The window can be sub-second-precise. We've had teams pull 30-second windows during active incidents to see exactly which service was the bottleneck during a specific spike. The query latency for a 30-second window is under 100ms; for a 24-hour window, under 800ms; for a 7-day window, under 4 seconds. All measured at p95 across our largest tenant.
JSON response shape
The response is intentionally flat and easy to feed into anything. Top level: window (with start, end, seconds), group_by, aggregate, and results. Each result has key (the group-by value), self_ms, wait_ms, total_ms, count, and contribution_pct (this group's share of total time across all groups in the window).
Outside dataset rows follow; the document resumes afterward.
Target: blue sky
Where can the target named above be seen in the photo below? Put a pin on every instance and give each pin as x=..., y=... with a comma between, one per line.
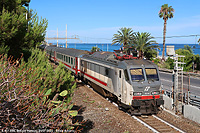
x=95, y=21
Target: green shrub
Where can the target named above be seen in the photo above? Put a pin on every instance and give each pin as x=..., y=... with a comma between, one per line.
x=25, y=94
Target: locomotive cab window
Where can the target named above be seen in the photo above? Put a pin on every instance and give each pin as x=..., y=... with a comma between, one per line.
x=137, y=74
x=151, y=74
x=126, y=75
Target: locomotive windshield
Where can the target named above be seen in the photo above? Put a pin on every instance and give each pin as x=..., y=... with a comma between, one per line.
x=137, y=74
x=151, y=74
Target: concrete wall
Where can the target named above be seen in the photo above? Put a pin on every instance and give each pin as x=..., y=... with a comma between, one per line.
x=192, y=113
x=167, y=102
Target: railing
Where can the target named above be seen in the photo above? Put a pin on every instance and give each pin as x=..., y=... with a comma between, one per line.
x=192, y=99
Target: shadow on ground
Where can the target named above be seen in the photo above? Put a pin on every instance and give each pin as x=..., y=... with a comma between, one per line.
x=86, y=125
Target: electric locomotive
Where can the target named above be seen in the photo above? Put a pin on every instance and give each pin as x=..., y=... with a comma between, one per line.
x=133, y=83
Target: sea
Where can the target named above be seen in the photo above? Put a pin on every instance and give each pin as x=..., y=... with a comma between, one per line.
x=111, y=48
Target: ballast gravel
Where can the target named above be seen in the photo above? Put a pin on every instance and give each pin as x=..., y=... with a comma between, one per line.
x=101, y=116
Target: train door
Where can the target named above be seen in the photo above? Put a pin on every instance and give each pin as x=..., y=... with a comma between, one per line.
x=120, y=83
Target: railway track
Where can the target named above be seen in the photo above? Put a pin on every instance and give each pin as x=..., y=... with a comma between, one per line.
x=157, y=125
x=154, y=123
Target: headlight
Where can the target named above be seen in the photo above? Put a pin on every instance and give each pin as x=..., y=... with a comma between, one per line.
x=155, y=92
x=137, y=93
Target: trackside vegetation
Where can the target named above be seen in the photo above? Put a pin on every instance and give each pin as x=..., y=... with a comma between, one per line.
x=34, y=95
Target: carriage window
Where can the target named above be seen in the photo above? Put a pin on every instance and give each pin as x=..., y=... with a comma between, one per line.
x=68, y=59
x=126, y=75
x=107, y=71
x=72, y=61
x=137, y=74
x=151, y=74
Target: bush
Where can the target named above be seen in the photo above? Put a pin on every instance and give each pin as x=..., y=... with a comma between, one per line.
x=25, y=89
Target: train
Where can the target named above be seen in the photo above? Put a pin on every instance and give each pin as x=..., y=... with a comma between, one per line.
x=134, y=84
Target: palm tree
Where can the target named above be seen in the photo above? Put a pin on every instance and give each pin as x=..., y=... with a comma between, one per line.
x=144, y=44
x=165, y=13
x=124, y=36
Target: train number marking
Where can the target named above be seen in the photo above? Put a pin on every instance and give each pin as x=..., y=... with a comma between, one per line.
x=147, y=88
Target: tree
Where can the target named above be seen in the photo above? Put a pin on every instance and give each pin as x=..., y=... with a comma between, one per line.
x=144, y=44
x=187, y=47
x=18, y=31
x=166, y=12
x=124, y=36
x=188, y=59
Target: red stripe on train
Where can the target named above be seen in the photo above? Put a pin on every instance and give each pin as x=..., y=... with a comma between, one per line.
x=101, y=82
x=146, y=97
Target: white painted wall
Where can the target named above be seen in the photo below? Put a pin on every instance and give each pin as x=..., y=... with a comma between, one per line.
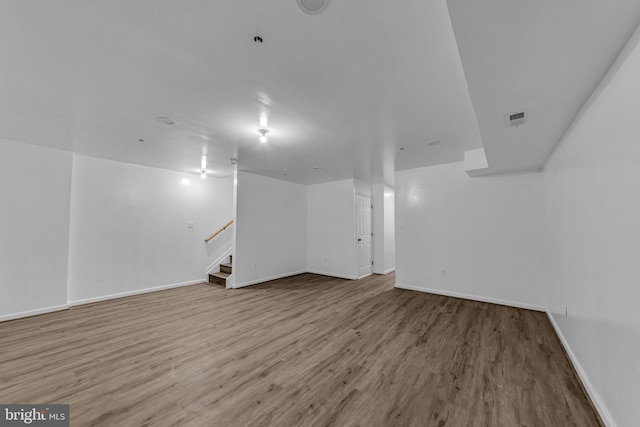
x=389, y=229
x=383, y=229
x=34, y=228
x=485, y=232
x=271, y=229
x=129, y=227
x=331, y=229
x=592, y=187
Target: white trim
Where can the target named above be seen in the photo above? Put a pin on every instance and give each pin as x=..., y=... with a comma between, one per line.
x=473, y=297
x=602, y=409
x=218, y=260
x=30, y=313
x=267, y=279
x=134, y=292
x=339, y=276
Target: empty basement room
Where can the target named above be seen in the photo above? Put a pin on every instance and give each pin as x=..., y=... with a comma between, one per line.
x=319, y=213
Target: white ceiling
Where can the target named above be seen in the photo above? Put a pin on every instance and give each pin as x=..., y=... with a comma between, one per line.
x=546, y=56
x=343, y=91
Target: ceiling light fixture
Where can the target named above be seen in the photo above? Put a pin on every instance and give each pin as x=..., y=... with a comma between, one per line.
x=263, y=135
x=167, y=121
x=313, y=7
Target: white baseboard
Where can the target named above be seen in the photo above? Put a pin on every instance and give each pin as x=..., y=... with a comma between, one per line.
x=134, y=292
x=593, y=394
x=267, y=279
x=218, y=260
x=30, y=313
x=472, y=297
x=339, y=276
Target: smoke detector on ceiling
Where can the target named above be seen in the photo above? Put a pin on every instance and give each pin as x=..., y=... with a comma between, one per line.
x=313, y=7
x=516, y=119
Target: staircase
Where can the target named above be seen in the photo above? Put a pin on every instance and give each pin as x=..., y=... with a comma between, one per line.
x=225, y=271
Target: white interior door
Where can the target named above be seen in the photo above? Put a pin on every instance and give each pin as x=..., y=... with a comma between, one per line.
x=364, y=235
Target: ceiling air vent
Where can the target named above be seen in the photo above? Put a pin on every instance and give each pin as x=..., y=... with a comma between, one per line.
x=516, y=119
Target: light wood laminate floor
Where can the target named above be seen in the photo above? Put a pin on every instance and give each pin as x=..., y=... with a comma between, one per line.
x=303, y=351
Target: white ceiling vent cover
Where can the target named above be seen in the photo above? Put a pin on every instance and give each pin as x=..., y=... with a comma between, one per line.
x=516, y=119
x=313, y=7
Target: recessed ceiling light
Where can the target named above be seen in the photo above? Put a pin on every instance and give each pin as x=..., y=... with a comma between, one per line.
x=313, y=7
x=167, y=121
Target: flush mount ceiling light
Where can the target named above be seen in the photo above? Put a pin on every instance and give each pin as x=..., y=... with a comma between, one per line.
x=167, y=121
x=313, y=7
x=263, y=135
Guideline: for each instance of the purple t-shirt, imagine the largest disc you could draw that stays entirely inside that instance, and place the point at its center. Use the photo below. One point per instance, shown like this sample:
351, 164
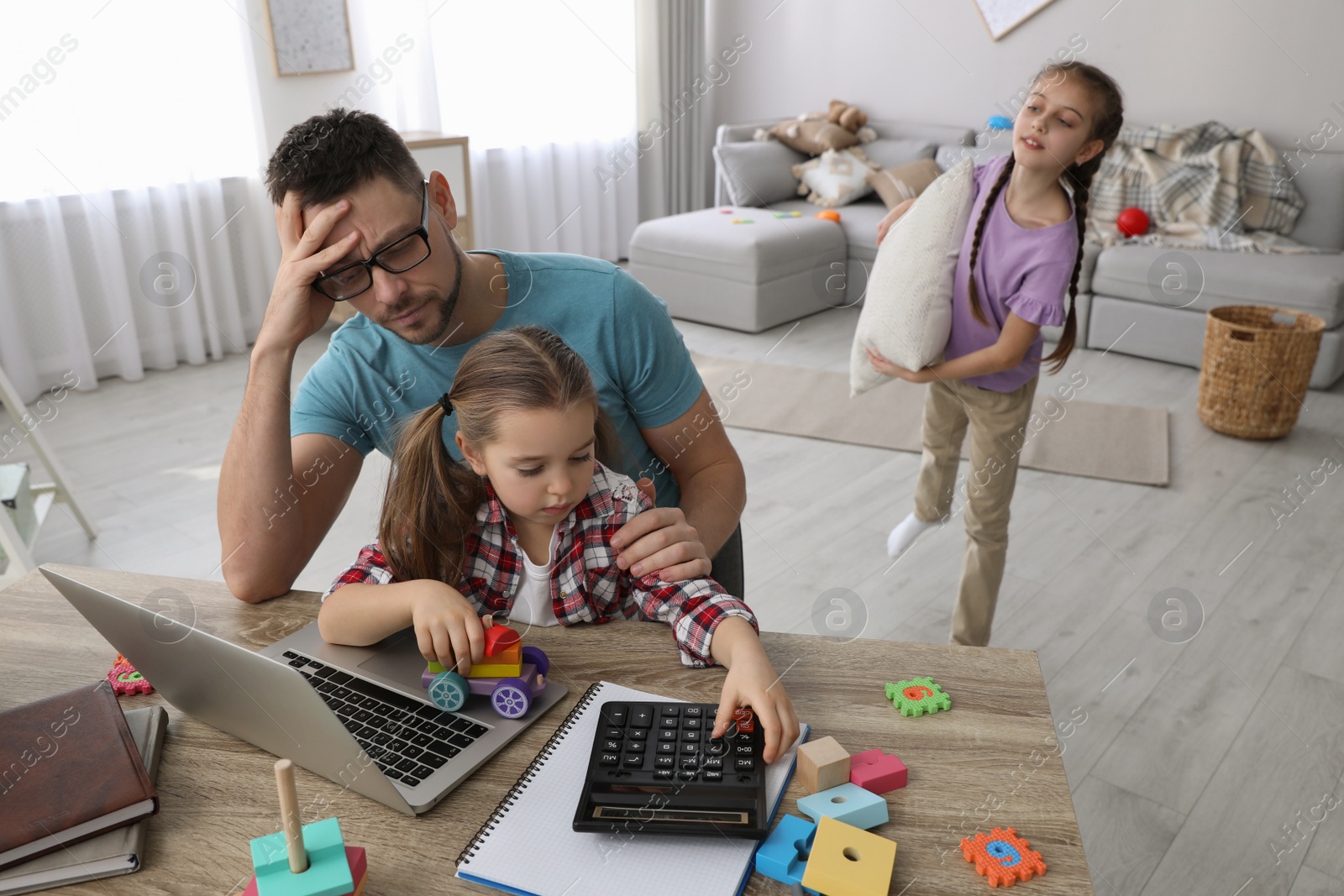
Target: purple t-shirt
1019, 270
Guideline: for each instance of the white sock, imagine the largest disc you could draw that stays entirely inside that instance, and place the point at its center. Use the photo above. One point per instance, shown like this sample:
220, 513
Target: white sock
905, 535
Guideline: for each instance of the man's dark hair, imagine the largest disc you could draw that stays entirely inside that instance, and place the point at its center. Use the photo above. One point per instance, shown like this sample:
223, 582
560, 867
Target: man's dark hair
338, 152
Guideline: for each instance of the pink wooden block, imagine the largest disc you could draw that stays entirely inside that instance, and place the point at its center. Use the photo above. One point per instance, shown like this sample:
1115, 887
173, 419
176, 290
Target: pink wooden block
877, 772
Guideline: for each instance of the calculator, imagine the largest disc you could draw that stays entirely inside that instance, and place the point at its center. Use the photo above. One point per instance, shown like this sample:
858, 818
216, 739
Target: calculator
655, 768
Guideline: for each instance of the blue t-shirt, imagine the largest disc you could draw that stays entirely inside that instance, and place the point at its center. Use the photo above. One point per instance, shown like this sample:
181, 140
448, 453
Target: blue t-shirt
370, 379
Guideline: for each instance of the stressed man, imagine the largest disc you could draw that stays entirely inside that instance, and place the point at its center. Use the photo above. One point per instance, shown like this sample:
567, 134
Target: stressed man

The contribution_pct field is the one that makes attribution conversations short. "Service X is responsible for 47% of total wait time in this window" is unambiguous. Engineers stop arguing about whose fault it is and start arguing about how to fix it. That's the conversation we want.
Pagination is cursor-based; large result sets stream as NDJSON if you set format=ndjson. We default to JSON for the first 200 results and require explicit pagination beyond that. Most queries don't need pagination because most group-by fields have low cardinality.
Performance characteristics
The query path uses pre-aggregated rollups for windows over 5 minutes and live span data for windows under 5 minutes. The handoff is invisible to callers, same JSON shape, same semantics, just faster for the long windows. The rollups are computed every 30 seconds in a background pipeline; recent data is always within 30 seconds of being queryable as a rollup.
Cardinality control is on you. Group-by service gives you ~50-200 results in a typical tenant; group-by endpoint can give you tens of thousands. We cap the response at 10,000 result rows by default and surface a warning if your query truncates. The cap is configurable up to 100,000 if you really need it.
Filters are pushdown-enabled. A filter like service=billing-api reduces the working set before aggregation; a filter like error_class=* doesn't. Order your filters most-selective-first; the engine doesn't reorder them for you because reordering can change which index gets used and we'd rather be predictable than clever.
Free dashboards
Three dashboards fall out of the API for free. The first is a service-attribution dashboard, top 10 services by total time, with self vs wait split as stacked bars. The second is an endpoint-hot-list, top 50 endpoints by p99, filtered to the last hour, refreshing every 30 seconds. The third is a tenant-attribution dashboard for multi-tenant services, which tenant is consuming the most service time right now.
All three ship as templates in Dashboard Studio. They're built from the same API the docs describe; nothing custom under the hood. If you want to clone one and adjust the filters or aggregates, the source manifest is one click away. We've found teams adjust the time windows and the group-by axis far more often than the rest of the layout.
The detail that makes the most difference in practice: the self/wait split. Engineers who used to spend incident calls arguing "no, we're not slow, the database is slow" can now point to a number that says exactly that. Total time minus wait time equals self time; if self time is small, the service is fast and the dependency is the issue. The API just makes it explicit.